It's been a dominant winter for Summit's Nordic skiers, who put the icing on the cake at Junior National Cross-Country Championships at Soldier Hallow, the site of 2002 Olympics in Utah, last week.
The club qualified seven athletes, the most since 2005, coach Joe Howdyshell said. Of the seven skiers on the young squad, only two had previously competed at nationals.
"There were five newbies, and I was expecting more of a learning experience with some good results," Howdyshell said. "I was hoping for good results but I wasn't really expecting it (at nationals)."
The coaching staff set a goal last year of four top-10s; they exceeded expectations to finish the week with eight.
On March 5, the competition began with the classic sprint, an event in which Rocky Mountain competitors don't generally do terribly well. Nevertheless, the Summit club qualified four athletes into the heats (top 30), an improvement from only one last year. To boot, each of the qualifiers made it into the semifinal rounds of head-to-head racing.
"That was definitely a highlight for us because we wanted four (total) top-10s and we got three in the first day," Howdyshell said. "That was a sign of things to come. That was pretty cool."
The biggest surprise on the day was Taeler McCrerey skiing to a seventh-place finish in the Classic Sprint.
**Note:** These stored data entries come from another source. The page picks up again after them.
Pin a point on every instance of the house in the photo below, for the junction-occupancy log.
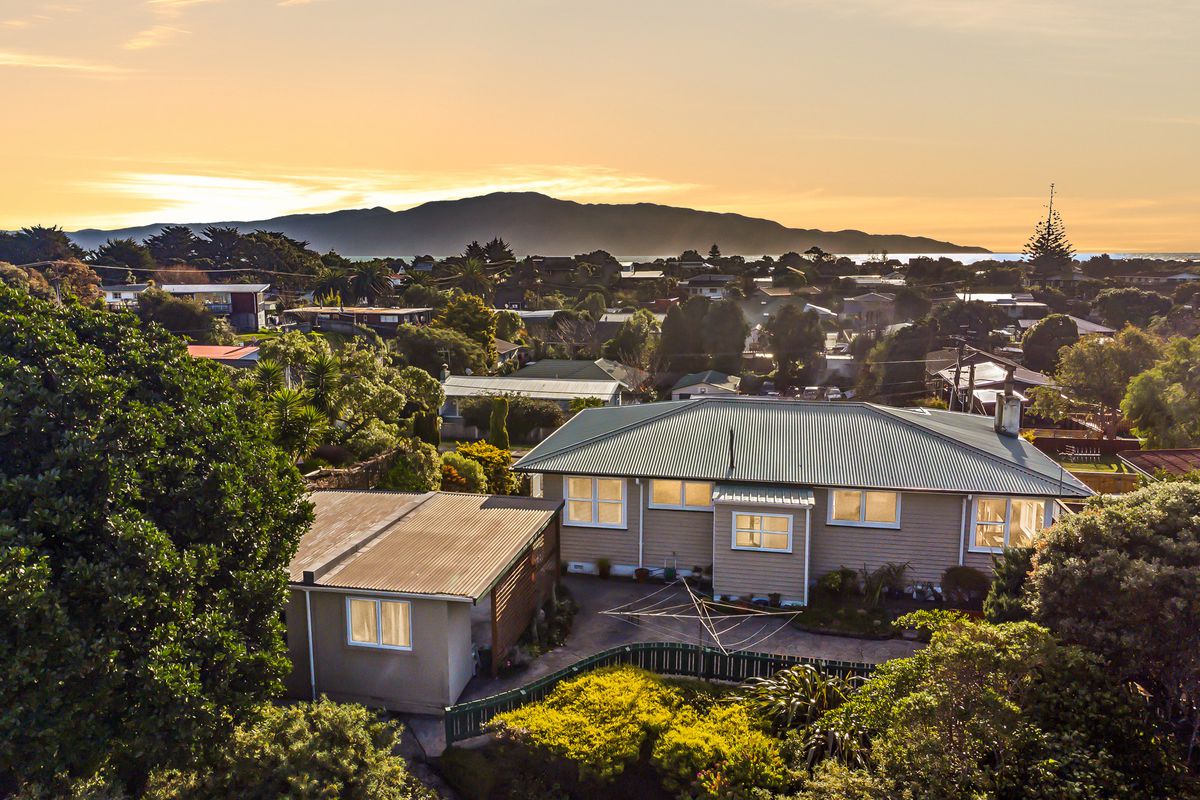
(1180, 461)
(394, 597)
(772, 494)
(873, 310)
(241, 304)
(243, 356)
(345, 319)
(711, 382)
(630, 378)
(714, 287)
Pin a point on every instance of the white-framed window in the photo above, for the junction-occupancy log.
(687, 495)
(864, 507)
(377, 623)
(762, 531)
(1007, 522)
(594, 501)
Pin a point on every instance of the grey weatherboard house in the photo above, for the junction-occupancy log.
(773, 494)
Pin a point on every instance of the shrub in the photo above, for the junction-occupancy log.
(719, 755)
(964, 585)
(599, 721)
(1005, 600)
(463, 474)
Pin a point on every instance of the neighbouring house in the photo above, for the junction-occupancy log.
(873, 310)
(1083, 326)
(714, 287)
(1151, 463)
(1017, 305)
(630, 378)
(346, 319)
(699, 384)
(396, 600)
(241, 304)
(769, 495)
(243, 355)
(559, 391)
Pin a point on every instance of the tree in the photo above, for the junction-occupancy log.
(634, 341)
(1093, 374)
(181, 316)
(306, 751)
(497, 427)
(173, 245)
(117, 258)
(725, 336)
(796, 338)
(1000, 711)
(429, 347)
(1131, 306)
(1163, 403)
(473, 318)
(1049, 252)
(1045, 338)
(144, 543)
(1122, 578)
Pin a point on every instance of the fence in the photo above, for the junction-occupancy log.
(467, 720)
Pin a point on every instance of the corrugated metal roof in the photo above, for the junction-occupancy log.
(763, 494)
(807, 444)
(541, 388)
(441, 543)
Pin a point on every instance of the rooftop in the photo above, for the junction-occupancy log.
(807, 444)
(441, 543)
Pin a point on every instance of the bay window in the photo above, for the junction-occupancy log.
(689, 495)
(762, 531)
(372, 623)
(864, 507)
(594, 501)
(1006, 522)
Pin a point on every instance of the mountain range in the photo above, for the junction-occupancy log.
(534, 223)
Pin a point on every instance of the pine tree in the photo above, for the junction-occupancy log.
(1049, 252)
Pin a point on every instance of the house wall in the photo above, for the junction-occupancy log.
(928, 537)
(421, 680)
(757, 573)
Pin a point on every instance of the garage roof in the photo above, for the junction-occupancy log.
(439, 543)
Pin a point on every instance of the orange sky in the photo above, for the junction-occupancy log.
(940, 118)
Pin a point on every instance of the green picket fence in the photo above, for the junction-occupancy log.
(467, 720)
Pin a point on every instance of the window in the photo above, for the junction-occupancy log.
(1003, 522)
(762, 531)
(379, 623)
(595, 501)
(696, 495)
(862, 507)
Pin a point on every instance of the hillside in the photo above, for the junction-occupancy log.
(535, 223)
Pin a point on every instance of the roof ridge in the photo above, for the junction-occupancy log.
(894, 413)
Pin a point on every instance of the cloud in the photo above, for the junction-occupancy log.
(155, 36)
(211, 196)
(41, 61)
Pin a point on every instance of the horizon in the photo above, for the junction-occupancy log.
(917, 118)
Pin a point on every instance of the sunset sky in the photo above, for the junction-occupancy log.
(939, 118)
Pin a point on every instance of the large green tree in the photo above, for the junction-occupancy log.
(145, 528)
(1163, 403)
(1122, 578)
(1042, 343)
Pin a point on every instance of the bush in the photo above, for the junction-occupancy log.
(600, 721)
(1005, 601)
(719, 755)
(461, 474)
(964, 585)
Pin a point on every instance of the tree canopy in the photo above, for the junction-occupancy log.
(145, 528)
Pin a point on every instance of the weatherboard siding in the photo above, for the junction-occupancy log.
(928, 537)
(747, 573)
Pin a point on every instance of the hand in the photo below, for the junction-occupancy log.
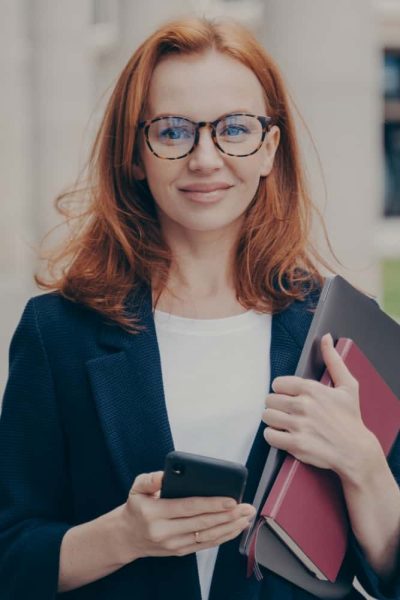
(166, 527)
(317, 424)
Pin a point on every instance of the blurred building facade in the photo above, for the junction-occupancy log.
(59, 61)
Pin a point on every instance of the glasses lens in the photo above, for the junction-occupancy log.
(171, 137)
(239, 135)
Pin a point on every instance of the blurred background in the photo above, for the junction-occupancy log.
(60, 59)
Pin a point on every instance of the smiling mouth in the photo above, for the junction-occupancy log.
(203, 197)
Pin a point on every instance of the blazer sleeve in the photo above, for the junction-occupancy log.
(364, 573)
(33, 471)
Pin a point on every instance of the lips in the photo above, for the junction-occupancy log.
(205, 187)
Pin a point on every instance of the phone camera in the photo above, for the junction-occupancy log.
(178, 469)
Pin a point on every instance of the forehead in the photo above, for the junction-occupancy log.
(203, 87)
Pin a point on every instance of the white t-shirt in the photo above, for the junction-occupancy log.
(216, 375)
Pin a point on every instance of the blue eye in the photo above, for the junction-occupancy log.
(172, 134)
(234, 130)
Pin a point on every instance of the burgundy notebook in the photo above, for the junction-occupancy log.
(305, 506)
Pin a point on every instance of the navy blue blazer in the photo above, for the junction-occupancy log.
(83, 414)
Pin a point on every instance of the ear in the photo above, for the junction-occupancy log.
(271, 146)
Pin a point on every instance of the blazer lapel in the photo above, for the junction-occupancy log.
(229, 578)
(128, 391)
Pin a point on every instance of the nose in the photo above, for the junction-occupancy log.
(205, 156)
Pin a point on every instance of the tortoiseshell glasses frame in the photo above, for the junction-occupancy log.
(265, 122)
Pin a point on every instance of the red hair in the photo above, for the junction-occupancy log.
(118, 244)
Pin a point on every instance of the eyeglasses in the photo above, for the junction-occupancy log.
(236, 134)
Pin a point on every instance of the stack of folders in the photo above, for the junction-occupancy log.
(305, 506)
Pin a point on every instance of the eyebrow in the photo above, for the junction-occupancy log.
(172, 114)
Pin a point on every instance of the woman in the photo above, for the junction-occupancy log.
(184, 294)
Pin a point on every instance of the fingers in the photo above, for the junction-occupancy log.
(173, 508)
(279, 420)
(208, 538)
(209, 521)
(147, 483)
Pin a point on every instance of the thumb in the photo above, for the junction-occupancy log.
(147, 483)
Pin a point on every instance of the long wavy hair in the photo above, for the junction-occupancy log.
(116, 244)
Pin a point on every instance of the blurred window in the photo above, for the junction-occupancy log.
(392, 132)
(391, 286)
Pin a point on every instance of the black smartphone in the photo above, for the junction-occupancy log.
(187, 474)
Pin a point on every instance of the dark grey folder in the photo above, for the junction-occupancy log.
(343, 311)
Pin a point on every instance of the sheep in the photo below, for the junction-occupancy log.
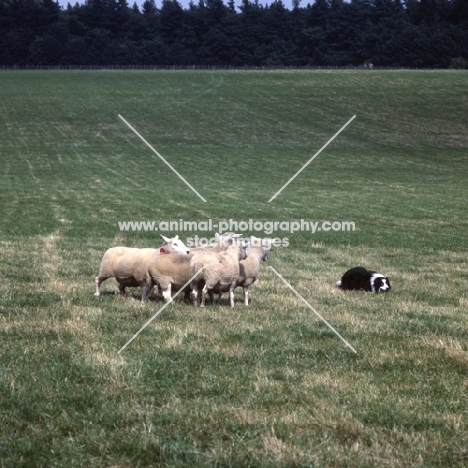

Then on March 7, Tucker McCrerey (Taeler's big brother) was in the pack of three racers in the mass-start 15k skate race. He and one of the other guys got tangled up with about 200 meters left in the race, and McCrerey dropped back to fourth.
But that day, the race went to Henry Trowbridge, who started in bib 57 after falling in the prolog and moved up to an eighth-place finish.
Friday was the individual start classic race, highlighted by Jackson Hill, who hasn't been racing much classic due to a bad back, yet finished in the top 10 in one of the toughest age groups.
"It was by far the best classic race of his life," Howdyshell said.
On the final day, Saturday, Tucker McCrerey anchored the team for the OJ boys (18-19-year-olds), representing the Rocky Mountain region, which went on to win the national championship.
Howdyshell said year-round dedication led to the strong results.
"This is the first year in many years that we've had a summer program," said Howdyshell. "I sat down with most of these kids in May of 2011, and they set out some pretty strong goals. ... Almost without exception, they came to five or six practices per week all summer long. They really, really dedicated themselves and put a lot of time and hard work into it."